Two mechanisms are discussed in the literature for cell envelop disruption due to plasma exposition of microorganisms. Montie et al. [42] applied a glow discharge and suggested that the rupture of the bacterial cell wall is caused by alterations of its components due to oxidative effects generated by reactive species. Other authors also reported oxidative reactions of cell wall components [43,44].

Furthermore, Mendis et al. [45], who applied theoretical model calculation, proposed charge accumulation on the outer surface of the bacterial cell envelop and by that provided an important aspect of the inactivation mechanism. This was further underpinned by experimental data using a resistive barrier discharge (RBD) to treat bacterial cells [46].

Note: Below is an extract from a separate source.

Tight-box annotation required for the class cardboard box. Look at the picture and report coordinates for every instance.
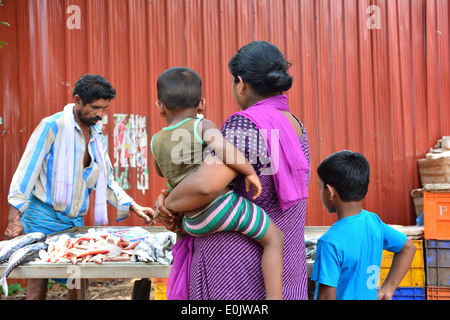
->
[418,157,450,185]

Besides the efficient inactivation of pathogens, unimpaired seed germination has to be guaranteed after PPA exposure to ensure unaffected field emergence. Therefore, future investigations have to be performed with infected seeds (natural or artificial) of the relevant crop species to ensure both inactivation and seed germination after the PPA treatment. The effect of PPA exposure on the maximum germination of lupine, barley, wheat and rape using similar process parameter as in this study was published in an earlier study [35], showing marginal effects on maximum germination in cereals and lupine.

5. Conclusions

To sum up, the proof-of-concept regarding the efficiency of inactivation of Pythium mycelia in our study was successful and displayed complete inactivation at all plasma process parameters. This has implications for the potential usage of PPA in the pre-harvest treatment of seeds to ensure seed hygiene in agricultural practice. To study the mechanisms of inactivation in more detail, microscopic investigations should be performed in future investigations. Subsequently, the efficacy of inactivation should be tested using either naturally infected seeds of relevant crop plants or artificial inoculation of hyphae or spores onto seeds, also making sure that seed viability is kept. Further studies also need to consider the field scale approaches that monitor seedling establishment along with the disease symptoms and disease severity of growing crops.